Llegamos a San Miguel de las
Dueñas sobre el mediodía con la procesión a punto de empezar pues no en vano
estábamos en las fiestas patronales y, la verdad es que el santo patrón se
portó y no dejó que la lluvia desluciera su día: ni una nube en el cielo y un
tiempo más de verano que de otoño, estaba claro que el veranillo de San Miguel
no era ningún mito. Llegamos, decía al filo del mediodía y tras dejar a mi tía
en el convento, nos marchamos a Las Médulas con idea de recorrer los puntos
principales y comer por allí donde nos diera el hambre. Así que tras media
horita de trayecto adicional llegamos al pueblo de Las Médulas, desde el que ya
se ven algunas de las moles arcillosas de la antigua montaña que aún siguen en
pie. Dejamos el coche en el aparcamiento que hay a la entrada de la aldea y la
atravesamos para coger una de las rutas que recorren el lugar, en principio la
más corta pero la que nos lleva a las dos cuevas más famosas de la antigua
explotación: La Cuevona y La Encantada, se trata de los restos de dos galerías
por las que debió salir el agua lanzada con toda su fuerza por el interior de
la montaña hacia la zona de deyección donde se extenderían los terrones de
arcilla, rocas y escoria que habría que revisar y lavar en busca del oro.

Hicimos un recorrido bastante
llano en el que algunos robles pero sobre todo, castaños nos daban sombra y nos
mostraban sus erizos, verdes aún pero de tamaño considerable; muchos de
aquellos árboles estaban huecos por dentro, a pesar de lo cual seguían vivos y
con frondosas ramas; por lo que pudimos saber después, los árboles que así
estaban eran aquellos que habían sufrido los estragos de algún incendio
forestal; el castaño es un árbol que arde deforma muy lenta porque conserva
mucha humedad y eso le hace muy resistente a los incendios y por eso aunque
quede casi reducido a cenizas, mientras conserve un mínimo de humedad, volverá
a echar ramas y hojas y, pasado un tiempo , castañas.
Deshicimos el camino hasta La
Cuevona para tomar el sendero que debía llevarnos de vuelta a la aldea de Las
Medulas mientras hacíamos fotos de la ruta y charlábamos (yo poco para no
perder la costumbre).

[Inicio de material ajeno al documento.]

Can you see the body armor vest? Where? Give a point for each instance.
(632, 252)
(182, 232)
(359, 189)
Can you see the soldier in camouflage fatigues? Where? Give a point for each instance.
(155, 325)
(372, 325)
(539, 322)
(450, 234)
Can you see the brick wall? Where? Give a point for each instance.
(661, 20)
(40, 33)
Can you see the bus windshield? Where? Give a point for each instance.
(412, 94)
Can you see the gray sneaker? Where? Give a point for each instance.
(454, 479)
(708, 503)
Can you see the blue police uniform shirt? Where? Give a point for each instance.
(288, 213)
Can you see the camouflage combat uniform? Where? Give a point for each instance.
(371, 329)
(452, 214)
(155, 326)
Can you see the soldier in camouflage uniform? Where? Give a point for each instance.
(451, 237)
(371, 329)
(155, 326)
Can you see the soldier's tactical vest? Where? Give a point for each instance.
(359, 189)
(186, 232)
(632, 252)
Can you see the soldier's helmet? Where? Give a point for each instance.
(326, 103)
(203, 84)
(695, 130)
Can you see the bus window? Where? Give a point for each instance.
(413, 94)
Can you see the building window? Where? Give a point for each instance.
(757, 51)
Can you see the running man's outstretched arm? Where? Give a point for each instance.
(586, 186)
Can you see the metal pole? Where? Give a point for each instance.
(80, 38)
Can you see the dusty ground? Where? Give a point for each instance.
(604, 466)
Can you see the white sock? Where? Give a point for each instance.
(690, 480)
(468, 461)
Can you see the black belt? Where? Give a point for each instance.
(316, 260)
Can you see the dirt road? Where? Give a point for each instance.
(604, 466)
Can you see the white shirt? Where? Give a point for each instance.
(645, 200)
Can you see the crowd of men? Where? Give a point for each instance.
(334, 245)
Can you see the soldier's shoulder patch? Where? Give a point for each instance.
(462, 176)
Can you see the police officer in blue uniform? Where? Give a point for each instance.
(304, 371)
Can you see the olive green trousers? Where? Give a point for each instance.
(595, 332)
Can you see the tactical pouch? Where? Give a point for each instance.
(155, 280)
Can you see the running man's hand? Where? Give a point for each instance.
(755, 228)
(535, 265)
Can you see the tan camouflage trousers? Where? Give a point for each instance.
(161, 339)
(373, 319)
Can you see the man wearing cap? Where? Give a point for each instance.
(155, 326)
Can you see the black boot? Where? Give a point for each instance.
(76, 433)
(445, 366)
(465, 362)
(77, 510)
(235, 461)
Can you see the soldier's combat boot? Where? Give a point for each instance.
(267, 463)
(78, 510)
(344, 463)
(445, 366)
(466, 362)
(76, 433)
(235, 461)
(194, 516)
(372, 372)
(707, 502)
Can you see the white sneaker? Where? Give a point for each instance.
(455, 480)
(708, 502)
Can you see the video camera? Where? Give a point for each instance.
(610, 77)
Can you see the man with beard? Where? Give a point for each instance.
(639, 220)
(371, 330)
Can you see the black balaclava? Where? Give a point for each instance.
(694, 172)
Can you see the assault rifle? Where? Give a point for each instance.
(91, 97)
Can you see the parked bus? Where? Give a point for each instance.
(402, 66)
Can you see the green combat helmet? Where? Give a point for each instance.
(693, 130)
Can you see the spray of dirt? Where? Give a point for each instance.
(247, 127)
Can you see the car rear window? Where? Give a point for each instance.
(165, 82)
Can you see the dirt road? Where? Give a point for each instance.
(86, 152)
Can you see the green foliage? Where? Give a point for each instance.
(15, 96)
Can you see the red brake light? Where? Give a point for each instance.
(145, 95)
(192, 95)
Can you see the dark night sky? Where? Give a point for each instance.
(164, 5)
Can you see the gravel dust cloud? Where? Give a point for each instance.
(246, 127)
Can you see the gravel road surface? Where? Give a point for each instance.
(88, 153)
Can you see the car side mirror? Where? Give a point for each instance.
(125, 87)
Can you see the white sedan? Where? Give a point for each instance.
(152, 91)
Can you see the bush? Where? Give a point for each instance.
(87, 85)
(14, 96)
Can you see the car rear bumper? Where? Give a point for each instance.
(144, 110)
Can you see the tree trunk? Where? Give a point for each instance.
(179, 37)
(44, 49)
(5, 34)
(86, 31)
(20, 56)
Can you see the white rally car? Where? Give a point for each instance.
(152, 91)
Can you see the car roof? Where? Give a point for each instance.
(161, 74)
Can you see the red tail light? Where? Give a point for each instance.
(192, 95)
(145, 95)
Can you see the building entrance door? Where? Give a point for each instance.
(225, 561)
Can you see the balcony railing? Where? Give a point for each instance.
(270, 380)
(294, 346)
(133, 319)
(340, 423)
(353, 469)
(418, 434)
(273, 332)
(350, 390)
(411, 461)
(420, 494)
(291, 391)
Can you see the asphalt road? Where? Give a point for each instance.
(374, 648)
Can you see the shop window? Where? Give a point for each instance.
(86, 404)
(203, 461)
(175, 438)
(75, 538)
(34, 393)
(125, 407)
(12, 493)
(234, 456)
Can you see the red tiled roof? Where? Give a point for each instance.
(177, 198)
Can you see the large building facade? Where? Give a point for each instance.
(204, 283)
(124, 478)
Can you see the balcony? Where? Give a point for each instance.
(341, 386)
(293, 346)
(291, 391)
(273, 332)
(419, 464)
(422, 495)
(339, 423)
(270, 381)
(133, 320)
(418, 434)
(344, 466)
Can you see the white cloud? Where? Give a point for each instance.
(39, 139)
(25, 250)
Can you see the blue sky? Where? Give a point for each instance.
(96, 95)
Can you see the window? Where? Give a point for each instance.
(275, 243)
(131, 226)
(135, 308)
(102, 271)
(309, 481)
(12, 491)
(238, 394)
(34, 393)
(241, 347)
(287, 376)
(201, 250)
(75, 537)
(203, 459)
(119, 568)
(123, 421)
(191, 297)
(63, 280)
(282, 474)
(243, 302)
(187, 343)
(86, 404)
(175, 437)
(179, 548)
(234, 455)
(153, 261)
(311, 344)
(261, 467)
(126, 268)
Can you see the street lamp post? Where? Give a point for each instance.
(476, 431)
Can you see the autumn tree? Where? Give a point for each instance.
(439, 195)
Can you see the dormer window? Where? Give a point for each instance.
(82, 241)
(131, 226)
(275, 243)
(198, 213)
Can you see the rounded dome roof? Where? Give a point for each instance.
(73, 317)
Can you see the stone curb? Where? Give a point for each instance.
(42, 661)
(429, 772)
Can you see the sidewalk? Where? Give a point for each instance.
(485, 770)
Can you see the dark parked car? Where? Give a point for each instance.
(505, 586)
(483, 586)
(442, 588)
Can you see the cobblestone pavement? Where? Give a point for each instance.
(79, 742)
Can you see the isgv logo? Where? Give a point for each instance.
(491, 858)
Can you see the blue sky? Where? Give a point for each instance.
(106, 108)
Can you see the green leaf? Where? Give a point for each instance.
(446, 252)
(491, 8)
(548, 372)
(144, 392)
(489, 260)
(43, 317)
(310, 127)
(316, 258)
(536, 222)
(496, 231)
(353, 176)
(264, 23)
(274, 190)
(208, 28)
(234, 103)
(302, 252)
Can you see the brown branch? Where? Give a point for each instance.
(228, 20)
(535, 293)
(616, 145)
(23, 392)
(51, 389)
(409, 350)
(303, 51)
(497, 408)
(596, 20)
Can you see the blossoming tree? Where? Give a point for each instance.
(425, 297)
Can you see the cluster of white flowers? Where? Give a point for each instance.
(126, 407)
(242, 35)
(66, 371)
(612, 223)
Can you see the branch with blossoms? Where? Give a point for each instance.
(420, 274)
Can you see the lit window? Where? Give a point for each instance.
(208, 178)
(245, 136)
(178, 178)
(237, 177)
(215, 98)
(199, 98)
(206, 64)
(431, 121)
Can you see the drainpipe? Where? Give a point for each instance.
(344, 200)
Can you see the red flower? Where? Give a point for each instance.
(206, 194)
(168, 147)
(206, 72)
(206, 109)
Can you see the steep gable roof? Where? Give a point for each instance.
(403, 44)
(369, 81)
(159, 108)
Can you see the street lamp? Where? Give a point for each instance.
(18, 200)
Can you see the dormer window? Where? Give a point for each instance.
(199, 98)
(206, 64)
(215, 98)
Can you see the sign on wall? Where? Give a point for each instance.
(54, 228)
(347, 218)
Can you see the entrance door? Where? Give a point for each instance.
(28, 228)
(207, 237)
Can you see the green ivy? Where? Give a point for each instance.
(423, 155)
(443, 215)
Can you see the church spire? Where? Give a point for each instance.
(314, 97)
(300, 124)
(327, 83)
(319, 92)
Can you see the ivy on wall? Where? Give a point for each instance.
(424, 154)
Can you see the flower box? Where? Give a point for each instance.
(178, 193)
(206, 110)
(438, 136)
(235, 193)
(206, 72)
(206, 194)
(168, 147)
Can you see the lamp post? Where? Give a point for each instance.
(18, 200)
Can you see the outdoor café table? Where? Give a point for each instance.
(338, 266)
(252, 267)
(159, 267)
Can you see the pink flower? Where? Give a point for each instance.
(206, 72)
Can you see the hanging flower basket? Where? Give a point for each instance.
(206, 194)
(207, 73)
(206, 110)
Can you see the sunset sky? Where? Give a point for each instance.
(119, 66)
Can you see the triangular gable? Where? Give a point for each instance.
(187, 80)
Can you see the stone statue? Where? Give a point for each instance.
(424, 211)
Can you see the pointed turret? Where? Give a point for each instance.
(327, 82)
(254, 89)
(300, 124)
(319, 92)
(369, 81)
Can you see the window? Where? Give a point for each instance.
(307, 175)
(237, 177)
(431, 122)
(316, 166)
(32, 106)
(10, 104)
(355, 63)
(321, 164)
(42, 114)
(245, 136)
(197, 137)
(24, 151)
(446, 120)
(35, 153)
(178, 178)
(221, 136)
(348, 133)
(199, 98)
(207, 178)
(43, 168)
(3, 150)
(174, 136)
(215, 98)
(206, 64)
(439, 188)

Cuando estábamos más o menos a medio camino, nos
encontramos con el camino que subía hasta el mirador de Orellán y decidimos
tomarlo a ver si la vista era buena.
La subida es de unos
Con esto, dimos por concluida
nuestra visita a Las Médulas y nos pusimos en marcha de vuelta a San Miguel de
las Dueñas, sin embargo aún hicimos una escala, ya que pasamos muy cerca del
lago de Carucedo y decidimos parar y acercarnos a verlo, para lo que tuvimos
que caminar unos cuantos metros, no muchos, desde el coche hasta la orilla en
medio de una vegetación bastante agreste pero mereció la pena, aunque sólo
fuera por ver salir huyendo unos cormoranes, que se asustaron con nuestra
llegada.
El lago se formó al cegar los
romanos con los escombros de la mina el curso normal del río, pero, como todos
los lagos de la zona, el lago de Carucedo encierra sus misterios y sus
leyendas; una de ellas es la que nos relata que este lago se formó por la abundancia de lágrimas de la ondina Carissia, enamorada del general romano
Tito, conquistador de El Bierzo. El año 19 antes de Cristo, Tito tomó Castrum
Bérgidum.
Castrum Bérgidum, actualmente Castro Ventosa, se halla cerca de Cacabelos,
en Fieros. Es un cerro que se divisa desde la carretera. Allí están las raíces
históricas de El Bierzo. La raíz «berg» es de origen nórdico, posiblemente
celta y significa altura.
Aquí establecieron sus tropas los romanos para vigilar la explotación de
Las Médulas.
La ondina Carissia vivía en la mítica ciudad de Lucerna y se enamoró
perdidamente del general romano, pero éste, dado que la ninfa era astur, raza y
pueblo que los romanos consideraban inferior, la burló y la despreció. La ninfa
sintió tal dolor que estuvo muchos años llorando y tantas lágrimas derramó que
se fue formando el legendario lago que anegó la mítica ciudad de Lucerna.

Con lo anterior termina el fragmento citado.